On education, they plan to develop a ‘middle phase’ for 8 – 13 year olds to bridge the gap between the internationally acclaimed Foundation Phase and 14 – 19 Learning Pathways scheme. They will also establish a Public-Private-Partnership investment scheme, ‘Building Together’, to fund a major school building programme.

On Higher Education, they wish to allow universities to raise tuition fees up to £9,000. They will also work towards Cardiff University becoming one of the world’s top 50 universities by 2020.

They propose to make full use of Wales’ legislative powers, outlining eleven bills they would enact if elected.
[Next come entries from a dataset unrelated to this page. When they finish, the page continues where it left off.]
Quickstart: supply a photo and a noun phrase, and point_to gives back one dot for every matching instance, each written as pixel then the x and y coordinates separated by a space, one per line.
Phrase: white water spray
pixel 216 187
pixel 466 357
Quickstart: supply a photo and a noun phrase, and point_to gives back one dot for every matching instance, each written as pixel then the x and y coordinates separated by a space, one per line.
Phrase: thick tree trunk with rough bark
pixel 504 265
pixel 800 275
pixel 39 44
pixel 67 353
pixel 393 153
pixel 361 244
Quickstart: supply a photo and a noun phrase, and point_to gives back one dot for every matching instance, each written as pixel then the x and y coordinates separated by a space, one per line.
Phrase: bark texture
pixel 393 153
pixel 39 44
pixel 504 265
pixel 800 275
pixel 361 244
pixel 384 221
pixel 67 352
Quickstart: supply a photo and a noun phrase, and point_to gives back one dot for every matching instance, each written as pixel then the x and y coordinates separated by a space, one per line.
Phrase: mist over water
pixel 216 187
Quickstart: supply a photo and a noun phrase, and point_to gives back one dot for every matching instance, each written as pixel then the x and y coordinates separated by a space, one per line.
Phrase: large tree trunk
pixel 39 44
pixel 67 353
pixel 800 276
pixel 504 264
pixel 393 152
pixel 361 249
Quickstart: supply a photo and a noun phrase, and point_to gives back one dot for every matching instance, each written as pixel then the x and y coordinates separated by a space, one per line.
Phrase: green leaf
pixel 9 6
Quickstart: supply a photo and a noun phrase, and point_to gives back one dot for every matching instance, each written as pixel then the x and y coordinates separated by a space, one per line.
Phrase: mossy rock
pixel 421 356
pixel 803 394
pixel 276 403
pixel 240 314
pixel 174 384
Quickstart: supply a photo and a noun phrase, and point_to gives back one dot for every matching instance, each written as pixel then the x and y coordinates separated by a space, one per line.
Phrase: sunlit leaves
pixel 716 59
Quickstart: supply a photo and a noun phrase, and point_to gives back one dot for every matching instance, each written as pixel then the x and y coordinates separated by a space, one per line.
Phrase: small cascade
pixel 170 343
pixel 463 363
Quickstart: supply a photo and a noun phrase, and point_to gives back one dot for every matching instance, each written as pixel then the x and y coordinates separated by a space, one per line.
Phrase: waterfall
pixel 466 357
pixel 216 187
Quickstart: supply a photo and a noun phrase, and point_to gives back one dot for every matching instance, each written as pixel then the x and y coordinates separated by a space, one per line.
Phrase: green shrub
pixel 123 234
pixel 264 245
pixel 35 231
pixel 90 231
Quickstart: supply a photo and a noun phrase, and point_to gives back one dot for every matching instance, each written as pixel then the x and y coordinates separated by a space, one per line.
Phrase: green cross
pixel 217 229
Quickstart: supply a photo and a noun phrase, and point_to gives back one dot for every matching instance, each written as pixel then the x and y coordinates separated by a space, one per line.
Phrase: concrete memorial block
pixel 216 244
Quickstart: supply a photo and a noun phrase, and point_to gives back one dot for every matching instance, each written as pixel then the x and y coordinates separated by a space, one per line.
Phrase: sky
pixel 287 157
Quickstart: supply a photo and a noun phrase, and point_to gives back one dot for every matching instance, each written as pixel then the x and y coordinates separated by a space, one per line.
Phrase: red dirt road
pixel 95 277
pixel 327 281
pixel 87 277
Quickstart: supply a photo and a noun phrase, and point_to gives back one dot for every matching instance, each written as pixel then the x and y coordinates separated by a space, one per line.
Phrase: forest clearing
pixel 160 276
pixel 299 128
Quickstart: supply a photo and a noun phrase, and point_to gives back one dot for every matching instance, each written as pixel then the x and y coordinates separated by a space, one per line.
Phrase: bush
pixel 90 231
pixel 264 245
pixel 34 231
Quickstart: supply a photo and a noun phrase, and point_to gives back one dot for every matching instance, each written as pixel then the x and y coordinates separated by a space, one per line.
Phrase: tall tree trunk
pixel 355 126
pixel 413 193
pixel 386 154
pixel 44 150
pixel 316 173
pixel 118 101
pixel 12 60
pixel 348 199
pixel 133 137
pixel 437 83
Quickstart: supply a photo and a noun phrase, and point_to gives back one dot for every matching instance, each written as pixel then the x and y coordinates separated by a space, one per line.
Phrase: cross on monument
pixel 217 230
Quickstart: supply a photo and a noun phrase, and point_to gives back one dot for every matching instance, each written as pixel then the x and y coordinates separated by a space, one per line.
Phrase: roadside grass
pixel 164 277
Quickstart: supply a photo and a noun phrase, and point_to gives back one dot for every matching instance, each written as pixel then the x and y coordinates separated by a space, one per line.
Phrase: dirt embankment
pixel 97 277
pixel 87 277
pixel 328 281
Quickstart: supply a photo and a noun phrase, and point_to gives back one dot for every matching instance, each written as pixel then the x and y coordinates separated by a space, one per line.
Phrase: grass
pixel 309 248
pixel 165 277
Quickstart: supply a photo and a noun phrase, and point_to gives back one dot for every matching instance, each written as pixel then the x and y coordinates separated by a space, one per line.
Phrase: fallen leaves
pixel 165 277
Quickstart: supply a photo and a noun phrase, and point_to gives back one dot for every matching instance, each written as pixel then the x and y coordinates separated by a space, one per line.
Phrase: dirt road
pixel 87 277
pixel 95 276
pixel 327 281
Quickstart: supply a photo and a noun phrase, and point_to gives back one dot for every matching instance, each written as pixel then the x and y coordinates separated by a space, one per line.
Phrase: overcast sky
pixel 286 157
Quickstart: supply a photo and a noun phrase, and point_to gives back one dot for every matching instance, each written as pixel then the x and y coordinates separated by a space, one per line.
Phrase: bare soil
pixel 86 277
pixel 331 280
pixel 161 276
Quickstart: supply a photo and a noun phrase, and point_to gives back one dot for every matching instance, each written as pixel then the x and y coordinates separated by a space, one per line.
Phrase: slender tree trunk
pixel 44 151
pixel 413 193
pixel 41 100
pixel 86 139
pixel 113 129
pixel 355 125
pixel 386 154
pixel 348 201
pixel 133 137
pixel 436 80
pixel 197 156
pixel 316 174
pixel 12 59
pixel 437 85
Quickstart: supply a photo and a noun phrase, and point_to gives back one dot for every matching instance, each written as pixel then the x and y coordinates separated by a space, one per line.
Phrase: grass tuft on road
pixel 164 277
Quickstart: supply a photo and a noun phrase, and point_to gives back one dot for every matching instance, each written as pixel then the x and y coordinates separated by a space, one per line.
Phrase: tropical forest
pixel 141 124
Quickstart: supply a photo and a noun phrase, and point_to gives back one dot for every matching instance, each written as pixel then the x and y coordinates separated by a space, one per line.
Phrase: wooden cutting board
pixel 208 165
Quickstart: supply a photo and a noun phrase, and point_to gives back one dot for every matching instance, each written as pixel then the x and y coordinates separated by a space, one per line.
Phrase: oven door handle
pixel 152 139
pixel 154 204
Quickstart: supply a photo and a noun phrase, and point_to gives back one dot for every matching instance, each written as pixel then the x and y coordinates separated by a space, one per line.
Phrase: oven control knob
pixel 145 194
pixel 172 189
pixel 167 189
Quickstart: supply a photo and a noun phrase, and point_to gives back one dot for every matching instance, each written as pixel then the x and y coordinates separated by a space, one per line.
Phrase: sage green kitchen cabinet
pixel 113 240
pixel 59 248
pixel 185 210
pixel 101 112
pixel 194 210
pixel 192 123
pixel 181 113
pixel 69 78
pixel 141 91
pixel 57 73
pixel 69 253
They include an Enterprise Bill to foster the private sector and a Flood Risk Management bill to prevent irresponsible development of land at high risk of flooding.

They also wish to bring their vision of a ‘big society’ to Wales, saying they want to ‘decentralise power to the lowest possible level’. Part of this involves giving communities to the power to instigate referendums on council tax increases, car parking and business rates. They would also give local authorities greater discretion over their expenditure by reducing costly use of ring-fenced grants. They argue this would save £70m every year and allow local people to decide on priorities.

Other key pledges are:

  • Invest in education to give teachers, parents, governors a greater say.
  • Introduce an Armed Forces’ card to give benefits such as free bus travel and NHS priority care.
  • Eliminate child poverty by 2020.
  • Protect free bus passes and free prescriptions for older people.
  • Protect flood plains with new ‘Blue Belts’ to prevent irresponsible development.
  • Promote the Welsh language with a new Charter Mark for businesses that encourage its use.